I have a GDS resource ending with the following status:
Resource Name Node Name State Status Message
------------- --------- ------- --------------------------
Resource: CleanUpClient-res node2 Online Faulted - Application faulted, but not restarted. Probe quitting ..
I can see that no processes are controlled by PMF for this resource which means that the application does not run any more.
The question is:
Why does the cluster framework set the status to online and not to offline ?
On the opposite the status message copes with the reality.
For these resource we configured:
H i User446058-OC
This status is showing that the application was started OK however the probe you supplied to GDS
exited with non 0 status and there are no conditions to the an action any more. "online" means
that the stop method was not called so cluster RGM (resource group manager) did not run the stop method.
You obviously did not want this resource to fail over to other node as Failover_enabled is false.
You can try different settings to see which is better for your environment. (r_properties(5) (Sun Cluster Reference Manual for Solaris OS) )

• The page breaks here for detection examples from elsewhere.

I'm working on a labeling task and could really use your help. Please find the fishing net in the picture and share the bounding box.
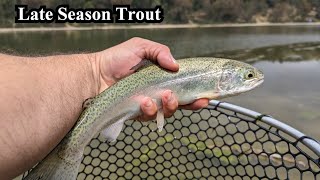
[22,101,320,180]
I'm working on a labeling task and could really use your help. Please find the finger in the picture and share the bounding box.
[179,99,209,110]
[132,38,179,71]
[162,90,178,117]
[139,97,157,121]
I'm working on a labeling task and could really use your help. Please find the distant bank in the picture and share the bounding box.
[0,22,320,33]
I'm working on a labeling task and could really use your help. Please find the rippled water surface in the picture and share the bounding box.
[0,26,320,139]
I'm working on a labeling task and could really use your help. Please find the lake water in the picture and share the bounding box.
[0,26,320,139]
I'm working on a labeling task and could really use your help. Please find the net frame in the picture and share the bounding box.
[24,100,320,179]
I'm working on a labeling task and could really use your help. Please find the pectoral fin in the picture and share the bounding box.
[82,98,94,109]
[101,120,124,142]
[197,91,220,99]
[130,59,153,72]
[156,108,164,132]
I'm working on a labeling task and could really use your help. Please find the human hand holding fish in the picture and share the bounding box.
[22,38,264,179]
[0,38,208,179]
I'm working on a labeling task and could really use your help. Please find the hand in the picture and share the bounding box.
[95,38,208,121]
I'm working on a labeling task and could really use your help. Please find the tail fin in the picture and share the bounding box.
[23,151,81,180]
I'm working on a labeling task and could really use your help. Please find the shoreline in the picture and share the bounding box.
[0,22,320,33]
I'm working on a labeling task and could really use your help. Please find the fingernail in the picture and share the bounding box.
[168,91,173,103]
[145,99,152,107]
[170,55,177,64]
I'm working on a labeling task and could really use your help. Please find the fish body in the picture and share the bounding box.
[26,58,264,179]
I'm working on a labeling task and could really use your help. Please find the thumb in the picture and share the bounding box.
[131,38,179,71]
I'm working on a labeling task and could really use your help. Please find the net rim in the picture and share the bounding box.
[207,100,320,157]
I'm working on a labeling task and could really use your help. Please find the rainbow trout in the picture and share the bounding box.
[25,58,264,180]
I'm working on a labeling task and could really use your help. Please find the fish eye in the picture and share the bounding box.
[245,71,254,79]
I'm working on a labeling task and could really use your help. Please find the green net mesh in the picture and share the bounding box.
[22,100,320,180]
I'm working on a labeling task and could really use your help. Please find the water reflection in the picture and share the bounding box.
[212,43,320,139]
[0,26,320,58]
[0,26,320,139]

The Retry_count is set to 0 which will result in continuous restarts with no limits.
If you want to know more we could give you more details, just post a #clrs show -v CleanUpClient-res
output and some relevant errors from /var/adm/messages to see what happened.
actually setting Retry_count=0 results in no restarts of the resource.
And combined with the setup of Failover_enabled=false, the resource will also not trigger a failover.
As such the observed behavior is what is expected to happen.
Setting Retry_count to a negative number (e.g. Retry_count=-1) would result into unlimited restarts.